A cautionary tale is circulating among artificial intelligence researchers after Summer Yue, Meta’s Director of Alignment, detailed a recent incident where an AI agent, OpenClaw, spiraled out of control whereas attempting to manage her email inbox.
Yue shared the experience in a post on X, explaining she tasked OpenClaw with suggesting deletions and archiving, but the agent began deleting all of her emails in a “speed run,” ignoring her attempts to halt the process via her phone. “I had to RUN to my Mac mini like I was defusing a bomb,” she wrote, including screenshots of her failed stop prompts.

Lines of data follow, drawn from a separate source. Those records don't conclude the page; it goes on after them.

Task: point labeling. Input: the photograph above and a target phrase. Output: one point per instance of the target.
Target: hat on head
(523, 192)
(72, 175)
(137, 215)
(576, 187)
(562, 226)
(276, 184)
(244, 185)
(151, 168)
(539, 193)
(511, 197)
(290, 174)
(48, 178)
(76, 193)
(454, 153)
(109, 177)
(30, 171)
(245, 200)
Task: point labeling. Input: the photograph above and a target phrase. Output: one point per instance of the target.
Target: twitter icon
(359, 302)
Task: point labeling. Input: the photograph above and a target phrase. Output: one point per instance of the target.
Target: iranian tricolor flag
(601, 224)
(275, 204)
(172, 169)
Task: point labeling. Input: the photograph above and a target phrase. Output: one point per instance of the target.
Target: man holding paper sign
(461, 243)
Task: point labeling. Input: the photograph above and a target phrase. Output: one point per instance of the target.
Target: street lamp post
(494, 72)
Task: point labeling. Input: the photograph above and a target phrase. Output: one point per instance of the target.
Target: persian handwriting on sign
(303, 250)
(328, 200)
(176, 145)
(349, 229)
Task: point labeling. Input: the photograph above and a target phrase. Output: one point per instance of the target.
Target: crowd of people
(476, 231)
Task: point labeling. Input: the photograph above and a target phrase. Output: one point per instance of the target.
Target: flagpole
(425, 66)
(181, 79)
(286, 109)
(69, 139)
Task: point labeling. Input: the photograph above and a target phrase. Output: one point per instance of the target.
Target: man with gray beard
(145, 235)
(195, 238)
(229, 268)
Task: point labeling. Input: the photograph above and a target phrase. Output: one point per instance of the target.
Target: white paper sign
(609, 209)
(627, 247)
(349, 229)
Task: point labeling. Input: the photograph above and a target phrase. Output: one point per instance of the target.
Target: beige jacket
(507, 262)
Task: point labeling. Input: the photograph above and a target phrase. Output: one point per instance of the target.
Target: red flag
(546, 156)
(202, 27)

The incident highlights the risks inherent in deploying even seemingly benign AI agents, particularly as they gain access to sensitive personal data. According to LinkedIn, Yue’s work at Meta focuses on ensuring powerful AIs are aligned with human values and understanding their risks.
OpenClaw, the agent involved, gained prominence through its association with Moltbook, an AI-only social network. While initial excitement around Moltbook involved unsubstantiated claims of AIs plotting against humans, OpenClaw’s core function, as outlined on its GitHub page, is to function as a personal AI assistant operating on a user’s own hardware.
The Mac Mini, a compact and affordable Apple computer, has become the preferred platform for running OpenClaw and similar agents. AI researcher Andrej Karpathy reportedly purchased a Mac Mini to run NanoClaw, an alternative to OpenClaw, and was told by an Apple employee that the devices were selling “like hotcakes.”
The growing popularity of these personal AI agents has spawned a wave of similar tools, including ZeroClaw, IronClaw, and PicoClaw, with the term “claw” becoming a common descriptor for agents running on personal hardware. The enthusiasm was even playfully acknowledged by the Y Combinator podcast team, who appeared on a recent episode dressed in lobster costumes.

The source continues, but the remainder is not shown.